Seems like a numerical optimisation problem to me. You want to find the parameters of the transform which transforms one set of points to as close as possible by the other. Define some sort of residual or "energy" which is minimised when the points are coincident, and chuck it at some least-squares optimiser or similar. If it manages to optimise the score to zero (or as near as can be expected given floating point error) then the points are the same.
Googling
least squares rotation translation
turns up quite a few papers building on this technique (e.g "Least-Squares Estimation of Transformation Parameters Between Two Point Patterns").
Update following comment below: If a one-to-one correspondence between the points isn't known (as assumed by the paper above), then you just need to make sure the score being minimised is independent of point ordering. For example, if you treat the points as small masses (finite radius spheres to avoid zero-distance blowup) and set out to minimise the total gravitational energy of the system by optimising the translation & rotation parameters, that should work.
If you want to estimate the rigid
transform between two similar
point clouds you can use the
well-established
Iterative Closest Point method. This method starts with a rough
estimate of the transformation and
then iteratively optimizes for the
transformation, by computing nearest
neighbors and minimizing an
associated cost function. It can be
efficiently implemented (even
realtime) and there are available
implementations available for
matlab, c++... This method has been
extended and has several variants,
including estimating non-rigid
deformations, if you are interested
in extensions you should look at
Computer graphics papers solving
scan registration problem, where
your problem is a crucial step. For
a starting point see the Wikipedia
page on Iterative Closest Point
which has several good external
links. Just a teaser image from a matlab implementation which was designed to match to point clouds:
(source: mathworks.com)
After aligning you could the final
error measure to say how similar the
two point clouds are, but this is
very much an adhoc solution, there
should be better one.
Using shape descriptors one can
compute fingerprints of shapes which
are often invariant under
translations/rotations. In most cases they are defined for meshes, and not point clouds, nevertheless there is a multitude of shape descriptors, so depending on your input and requirements you might find something useful.

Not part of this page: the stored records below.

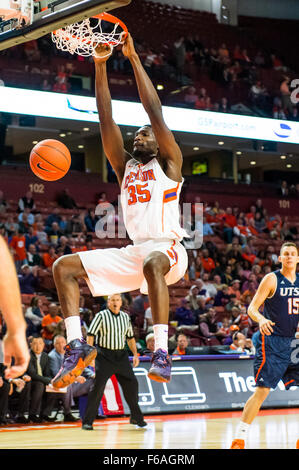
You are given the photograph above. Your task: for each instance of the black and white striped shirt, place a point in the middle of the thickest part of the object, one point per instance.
(111, 330)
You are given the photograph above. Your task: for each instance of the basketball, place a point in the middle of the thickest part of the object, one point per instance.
(50, 160)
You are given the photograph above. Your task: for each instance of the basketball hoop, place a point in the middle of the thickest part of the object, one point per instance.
(84, 37)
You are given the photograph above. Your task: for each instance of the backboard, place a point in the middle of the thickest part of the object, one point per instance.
(41, 17)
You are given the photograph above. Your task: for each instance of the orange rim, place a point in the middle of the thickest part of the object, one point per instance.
(106, 17)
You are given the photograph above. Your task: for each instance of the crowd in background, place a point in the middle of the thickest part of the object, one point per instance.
(185, 62)
(219, 285)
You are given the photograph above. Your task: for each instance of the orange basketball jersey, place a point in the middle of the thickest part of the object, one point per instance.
(150, 202)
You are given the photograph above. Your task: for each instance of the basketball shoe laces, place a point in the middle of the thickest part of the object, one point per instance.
(160, 358)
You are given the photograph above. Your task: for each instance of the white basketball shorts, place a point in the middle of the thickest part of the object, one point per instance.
(117, 270)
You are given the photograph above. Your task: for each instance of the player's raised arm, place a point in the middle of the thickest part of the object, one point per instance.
(168, 148)
(111, 135)
(266, 289)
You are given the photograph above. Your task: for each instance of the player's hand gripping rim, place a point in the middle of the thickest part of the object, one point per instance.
(265, 326)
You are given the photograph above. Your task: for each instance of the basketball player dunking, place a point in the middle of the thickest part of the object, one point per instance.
(279, 292)
(150, 182)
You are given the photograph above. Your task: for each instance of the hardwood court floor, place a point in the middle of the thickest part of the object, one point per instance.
(273, 429)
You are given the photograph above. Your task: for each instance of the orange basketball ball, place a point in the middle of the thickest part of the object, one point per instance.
(50, 160)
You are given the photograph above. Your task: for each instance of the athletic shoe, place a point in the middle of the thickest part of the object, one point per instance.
(48, 419)
(35, 419)
(160, 370)
(22, 420)
(87, 427)
(139, 422)
(70, 418)
(78, 355)
(238, 444)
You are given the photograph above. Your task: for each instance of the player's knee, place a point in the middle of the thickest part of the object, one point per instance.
(155, 265)
(262, 392)
(68, 265)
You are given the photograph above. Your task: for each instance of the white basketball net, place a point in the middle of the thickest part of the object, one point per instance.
(82, 38)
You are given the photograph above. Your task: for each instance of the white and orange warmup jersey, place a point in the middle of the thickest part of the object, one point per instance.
(150, 205)
(150, 202)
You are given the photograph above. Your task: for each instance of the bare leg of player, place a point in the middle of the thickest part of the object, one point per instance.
(155, 267)
(66, 271)
(250, 411)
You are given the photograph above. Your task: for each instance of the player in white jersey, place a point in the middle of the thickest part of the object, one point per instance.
(150, 180)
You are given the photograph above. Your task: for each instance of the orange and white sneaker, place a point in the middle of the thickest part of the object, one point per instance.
(239, 444)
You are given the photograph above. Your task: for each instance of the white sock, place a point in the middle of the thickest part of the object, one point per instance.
(73, 328)
(161, 337)
(242, 430)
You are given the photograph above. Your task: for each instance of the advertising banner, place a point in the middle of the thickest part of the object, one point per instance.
(83, 108)
(197, 385)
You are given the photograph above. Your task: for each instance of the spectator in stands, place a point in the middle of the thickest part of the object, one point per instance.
(61, 84)
(26, 201)
(90, 220)
(49, 324)
(35, 313)
(30, 237)
(41, 234)
(251, 278)
(258, 94)
(46, 85)
(222, 297)
(65, 200)
(209, 287)
(208, 326)
(235, 288)
(53, 217)
(250, 291)
(148, 319)
(74, 225)
(248, 255)
(224, 106)
(208, 264)
(10, 225)
(28, 279)
(180, 57)
(193, 298)
(29, 218)
(184, 315)
(63, 247)
(39, 371)
(238, 343)
(191, 96)
(54, 233)
(181, 345)
(33, 258)
(206, 228)
(140, 304)
(18, 247)
(55, 361)
(49, 257)
(3, 203)
(283, 190)
(285, 94)
(259, 59)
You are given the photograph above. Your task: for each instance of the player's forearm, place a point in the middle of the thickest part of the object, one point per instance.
(132, 345)
(147, 92)
(103, 96)
(10, 299)
(254, 314)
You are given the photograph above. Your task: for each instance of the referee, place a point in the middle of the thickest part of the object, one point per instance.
(109, 331)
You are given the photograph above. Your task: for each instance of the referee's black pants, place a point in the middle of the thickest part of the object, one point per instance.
(108, 363)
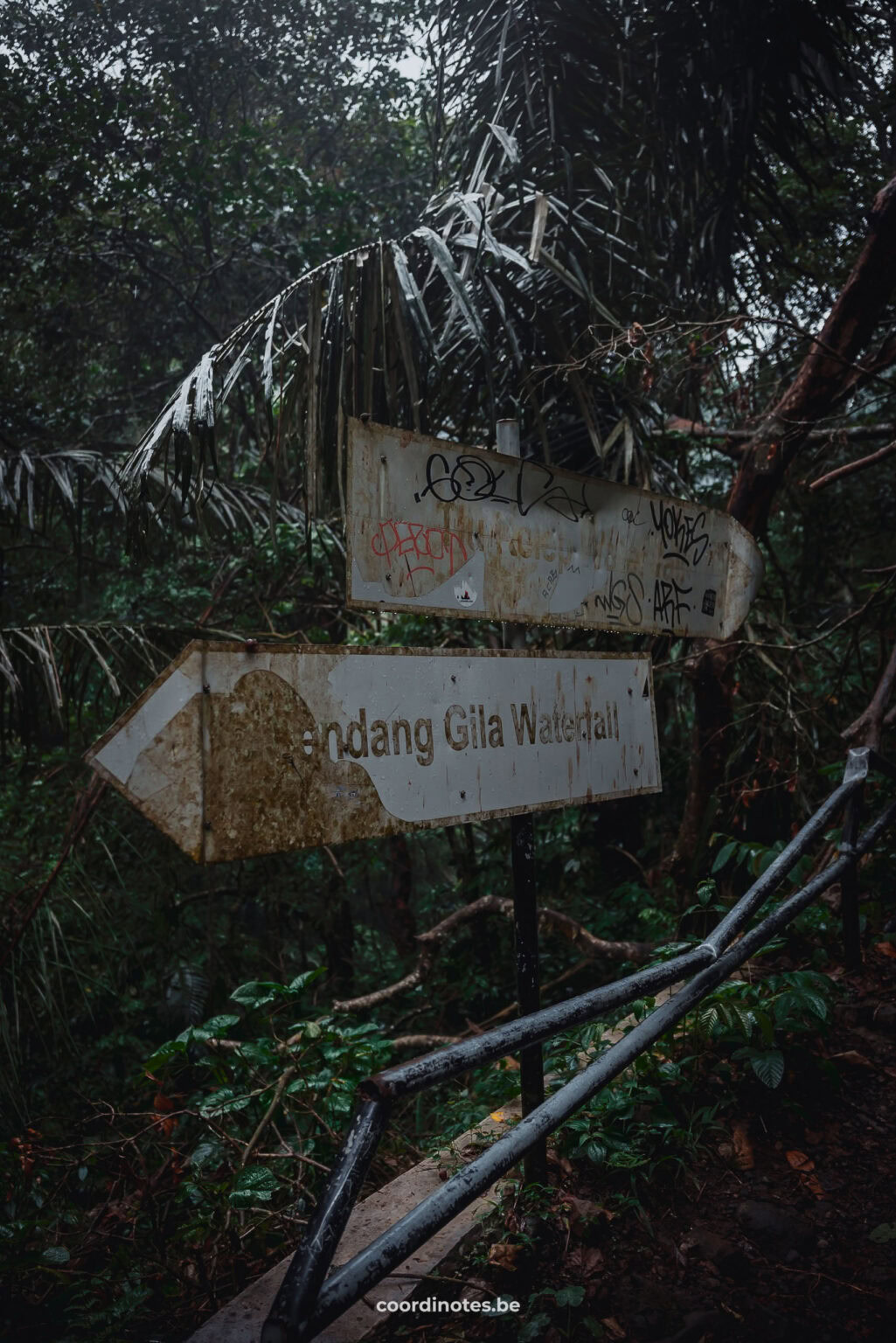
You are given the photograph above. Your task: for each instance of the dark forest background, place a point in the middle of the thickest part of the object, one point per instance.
(663, 235)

For this, you would want to look into the field of shape analysis, and probably this 2004 SIGGRAPH course presentation can give a feel of what people do to compute shape descriptors.
This is how I would do it:
Position the sets at the center of mass
Compute the inertia tensor. This gives you three coordinate axes. Rotate to them. [*]
Write down the list of points in a given order (for example, top to bottom, left to right) with your required precision.
Apply any algorithm you'd like for a resulting array.
To compare two sets, unless you need to store the hash results in advance, just apply your favorite comparison algorithm to the sets of points of step 3. This could be, for example, computing a distance between two sets.
I'm not sure if I can recommend you the algorithm for the step 4 since it appears that your requirements are contradictory. Anything called hashing usually has the property that a small change in input results in very different output. Anyway, now I've reduced the problem to an array of numbers, so you should be able to figure things out.
[*] If two or three of your axis coincide select coordinates by some other means, e.g. as the longest distance. But this is extremely rare for random points.
Maybe you should also read up on the RANSAC algorithm. It's commonly used for stitching together panorama images, which seems to be a bit similar to your problem, only in 2 dimensions. Just google for RANSAC, panorama and/or stitching to get a starting point.